Senior Distributed Systems Engineer English: Consensus, CRDTs, and CAP Theorem Vocabulary

Consensus, Raft vs Paxos, split-brain, CRDT, CAP theorem — English vocabulary for senior distributed systems engineers in design reviews and architecture discussions.

Distributed systems has a vocabulary that separates engineers who have worked in the domain from those who have read about it. In design reviews, architecture discussions, and postmortem write-ups, senior engineers use this language precisely — and imprecise usage is immediately noticeable to peers.

This post focuses on the vocabulary you need to discuss distributed systems confidently in English, with the collocations and sentence patterns that native speakers actually use.


Consensus Algorithms

Consensus in distributed systems means agreement — specifically, the ability of a cluster of nodes to agree on a single value or decision even when some nodes fail or messages are delayed.

“The core problem of distributed consensus is getting nodes to agree on the order of operations without a single source of truth.”

A consensus algorithm is the protocol that achieves this agreement. The two you will hear in almost every senior distributed systems discussion are Raft and Paxos.

Raft was designed to be easier to understand than Paxos. It uses a leader node that coordinates log replication. If the leader fails, an election selects a new one. Engineers often say Raft is more approachable or more understandable than Paxos.

“We chose etcd over ZooKeeper partly because etcd uses Raft, which is easier to reason about when you’re debugging a leader election issue.”

Paxos is the original consensus algorithm, proposed by Leslie Lamport. It is notoriously difficult to implement correctly. Engineers who work with it often use the phrase “getting Paxos right” to describe this difficulty.

“Multi-Paxos is what most production systems actually implement, not the single-decree version from the original paper.”

A quorum is the minimum number of nodes that must agree for a decision to be valid. In a cluster of five nodes, a quorum is typically three.

“We can tolerate up to two node failures and still maintain quorum. Lose a third, and the cluster becomes unavailable rather than inconsistent.”


Failure Modes

Split-brain is a failure scenario in which a network partition causes two parts of a cluster to operate independently, each believing it is the sole authority. Both sides may accept writes, leading to conflicting state.

“The incident was a classic split-brain scenario. The network partition lasted 90 seconds, and both primaries accepted writes. We spent six hours reconciling the diverged data.”
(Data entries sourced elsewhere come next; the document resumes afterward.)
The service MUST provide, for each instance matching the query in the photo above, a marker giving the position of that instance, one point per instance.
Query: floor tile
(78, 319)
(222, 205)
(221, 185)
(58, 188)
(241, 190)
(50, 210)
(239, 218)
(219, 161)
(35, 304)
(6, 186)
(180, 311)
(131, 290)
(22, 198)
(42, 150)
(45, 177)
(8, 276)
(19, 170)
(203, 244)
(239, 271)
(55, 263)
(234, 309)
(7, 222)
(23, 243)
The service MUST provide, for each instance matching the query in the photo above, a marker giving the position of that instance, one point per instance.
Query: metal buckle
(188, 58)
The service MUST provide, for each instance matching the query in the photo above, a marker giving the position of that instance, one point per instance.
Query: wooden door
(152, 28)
Use cause, trigger, result in, or lead to with split-brain: “The asymmetric network failure triggered a split-brain condition.”


Consistency Models

The CAP theorem (Consistency, Availability, Partition tolerance) states that a distributed system can guarantee only two of the three properties simultaneously when a network partition occurs. Engineers say a system is CP (consistent and partition-tolerant) or AP (available and partition-tolerant).
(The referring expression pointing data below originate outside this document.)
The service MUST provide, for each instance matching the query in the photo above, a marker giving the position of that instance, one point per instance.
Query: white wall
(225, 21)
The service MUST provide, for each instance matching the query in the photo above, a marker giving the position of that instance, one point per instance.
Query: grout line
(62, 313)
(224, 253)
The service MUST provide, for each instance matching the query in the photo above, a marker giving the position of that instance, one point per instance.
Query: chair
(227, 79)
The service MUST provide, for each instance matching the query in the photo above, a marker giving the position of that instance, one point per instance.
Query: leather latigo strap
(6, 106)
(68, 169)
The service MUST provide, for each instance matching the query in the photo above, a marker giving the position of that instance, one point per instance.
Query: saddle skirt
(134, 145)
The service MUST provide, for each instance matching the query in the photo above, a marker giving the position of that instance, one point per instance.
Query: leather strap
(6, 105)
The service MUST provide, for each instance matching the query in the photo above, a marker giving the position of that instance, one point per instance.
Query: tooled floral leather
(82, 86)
“Cassandra is an AP system — it prioritises availability over strong consistency. If you need linearisable reads, Cassandra is the wrong choice.”

“People often misapply CAP. The real tradeoff in practice is consistency versus latency, not consistency versus availability.”
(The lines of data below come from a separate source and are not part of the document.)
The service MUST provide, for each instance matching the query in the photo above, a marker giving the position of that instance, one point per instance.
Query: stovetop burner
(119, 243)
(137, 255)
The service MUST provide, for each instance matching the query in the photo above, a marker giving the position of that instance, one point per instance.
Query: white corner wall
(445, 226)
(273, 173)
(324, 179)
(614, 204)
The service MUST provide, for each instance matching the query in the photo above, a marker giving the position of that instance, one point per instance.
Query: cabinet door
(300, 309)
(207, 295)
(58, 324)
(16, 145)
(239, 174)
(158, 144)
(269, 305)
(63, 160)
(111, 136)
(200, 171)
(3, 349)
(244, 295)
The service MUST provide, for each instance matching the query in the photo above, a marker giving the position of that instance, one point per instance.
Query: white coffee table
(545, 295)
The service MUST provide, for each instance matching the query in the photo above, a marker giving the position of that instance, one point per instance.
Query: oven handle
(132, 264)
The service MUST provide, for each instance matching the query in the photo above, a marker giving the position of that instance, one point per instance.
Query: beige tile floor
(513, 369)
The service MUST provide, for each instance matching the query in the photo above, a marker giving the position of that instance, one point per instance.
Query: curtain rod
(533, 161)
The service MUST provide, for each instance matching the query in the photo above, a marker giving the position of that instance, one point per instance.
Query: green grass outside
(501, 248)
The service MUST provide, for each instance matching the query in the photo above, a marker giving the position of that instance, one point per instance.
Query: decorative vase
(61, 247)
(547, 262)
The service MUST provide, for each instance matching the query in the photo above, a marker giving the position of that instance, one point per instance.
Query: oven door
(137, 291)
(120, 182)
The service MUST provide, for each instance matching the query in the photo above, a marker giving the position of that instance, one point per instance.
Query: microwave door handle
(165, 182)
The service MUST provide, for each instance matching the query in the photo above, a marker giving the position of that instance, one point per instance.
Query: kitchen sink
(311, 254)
Eventual consistency means that, given enough time without new updates, all replicas will converge to the same value. Reads may return stale data in the meantime.

“The shopping cart is eventually consistent — if two clients add items simultaneously, both additions will eventually be reflected, but there’s a window where one client won’t see the other’s change.”

Strong consistency (or linearisability) means that every read reflects the most recent write, as if the system were a single node. It is more expensive to achieve.

“We need strong consistency for account balances. We cannot show a user a stale balance before they initiate a payment.”


CRDTs and Clocks

A CRDT (Conflict-free Replicated Data Type) is a data structure designed so that concurrent updates from multiple nodes can always be merged without conflicts. The structure’s mathematical properties guarantee that all replicas will eventually converge to the same state.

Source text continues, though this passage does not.